The 145% rate made most China imports commercially nonviable. Customs brokers reported that many importers refused to accept delivery, leaving containers at port. Others filed entries under protest, anticipating litigation. The Supreme Court case that ultimately struck down the entire program, Learning Resources v. Trump, was filed during this period.

April 11, 2025 — ~54% cumulative

The 125% reciprocal rate was paused after just 48 hours. China’s effective rate returned to approximately 54% — the 20% fentanyl tariff plus the original 34% reciprocal rate.

The April 9–11 window was the briefest rate period in the entire timeline, but entries filed during it have enormous exposure. If you imported during those 48 hours, each entry may represent the largest individual refund claim in your portfolio. A professional assessment identifies these high-value entries automatically.

July 8, 2025 — ~30–54% (varies)

Further executive adjustments brought China’s effective IEEPA rate to approximately 30–54% depending on product classification and the specific combination of fentanyl and reciprocal provisions in effect. Some product categories received temporary exclusions that reduced the effective rate. Others maintained the full stack.
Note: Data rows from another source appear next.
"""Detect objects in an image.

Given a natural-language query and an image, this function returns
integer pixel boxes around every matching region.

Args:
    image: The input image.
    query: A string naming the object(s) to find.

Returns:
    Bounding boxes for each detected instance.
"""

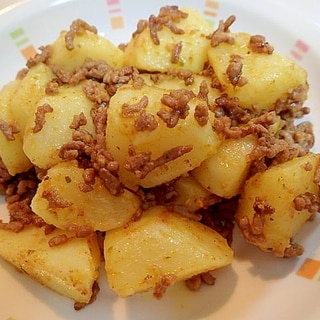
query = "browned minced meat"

This period — July 2025 through February 2026 — represents the longest sustained rate window and likely the highest total import volume at IEEPA rates. Most importers who continued sourcing from China during this period did so at these rates. The aggregate refund exposure across this window dwarfs any single peak-rate period simply because of volume.

February 20, 2026 — 0%

The Supreme Court ruled all IEEPA tariffs unconstitutional. Every rate during the entire covered period — from 10% to 145% — is now refundable. The ruling applied to all IEEPA tariffs, not just those on China, but China importers hold the majority of total exposure because of the stacked fentanyl and reciprocal programs.

CBP began processing refunds through the CAPE portal system. Importers can also pursue immediate recovery through claim assignment programs offered by firms like tariffresolution.com and tariffbuyouts.com. Licensed customs brokers and trade attorneys can file on your behalf through the Tariff Partners program.
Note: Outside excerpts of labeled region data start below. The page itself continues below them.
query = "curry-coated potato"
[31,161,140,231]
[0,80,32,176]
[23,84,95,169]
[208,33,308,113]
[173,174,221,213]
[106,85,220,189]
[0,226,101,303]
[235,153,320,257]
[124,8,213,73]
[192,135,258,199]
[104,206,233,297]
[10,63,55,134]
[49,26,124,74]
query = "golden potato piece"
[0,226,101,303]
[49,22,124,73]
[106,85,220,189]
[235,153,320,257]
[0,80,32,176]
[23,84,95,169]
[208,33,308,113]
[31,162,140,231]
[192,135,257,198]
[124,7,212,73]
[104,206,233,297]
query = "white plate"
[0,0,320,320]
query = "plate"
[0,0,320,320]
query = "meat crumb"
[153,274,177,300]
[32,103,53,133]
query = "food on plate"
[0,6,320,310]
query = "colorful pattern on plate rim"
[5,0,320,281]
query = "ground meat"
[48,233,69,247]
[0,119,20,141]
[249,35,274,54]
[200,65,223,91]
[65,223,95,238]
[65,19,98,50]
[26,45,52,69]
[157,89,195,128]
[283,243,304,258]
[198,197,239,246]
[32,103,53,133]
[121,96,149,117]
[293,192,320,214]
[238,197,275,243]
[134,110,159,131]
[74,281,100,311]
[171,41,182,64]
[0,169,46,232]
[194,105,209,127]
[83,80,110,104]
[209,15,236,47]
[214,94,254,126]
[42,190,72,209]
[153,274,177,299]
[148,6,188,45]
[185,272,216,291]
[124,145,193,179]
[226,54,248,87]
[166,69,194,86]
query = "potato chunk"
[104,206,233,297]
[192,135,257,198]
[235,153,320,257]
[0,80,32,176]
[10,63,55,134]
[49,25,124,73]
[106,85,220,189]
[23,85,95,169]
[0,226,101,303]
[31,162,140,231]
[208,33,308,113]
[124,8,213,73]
How rate timing affects your refund

Your refund is calculated entry by entry. Each customs entry carries the IEEPA rate in effect on its filing date. Two shipments of identical goods, one week apart, can have dramatically different refund values if a rate change fell between them.

Consider a mid-size importer who brought in $5 million from China between February 2025 and February 2026. If $1 million cleared at 10%, $2 million at 54%, and $2 million at 30%, the total IEEPA exposure is $1.78 million — not a single flat percentage applied to the total.

This is why entry-level analysis matters. Averaged estimates understate some claims and overstate others. A proper assessment matches each entry to its exact rate and calculates the precise refundable amount.

FAQ

Q: Are all IEEPA rates from the entire February 2025 to February 2026 period refundable? A: Yes. The Supreme Court ruling applied retroactively to the entire period. Every IEEPA tariff paid on Chinese imports — at any rate from 10% to 145% — is eligible for refund. Check your specific exposure with a free assessment.

Q: Do entries filed during the 48-hour 145% window on April 9–11 receive the full 145% refund? A: Yes. The refund matches the rate in effect at the time of filing. Entries filed during the 145% peak are refundable at 145% of the dutiable value attributable to IEEPA. These are the highest-value individual entries in the program.

Q: How do I determine which rate applied to each of my entries? A: Your customs broker can pull your ES-003 report from the ACE portal, which shows every entry with its HTS codes and duty amounts. Each IEEPA HTS code (9903.01.20, 9903.01.24, 9903.01.25, 9903.01.63) corresponds to a specific rate and date range.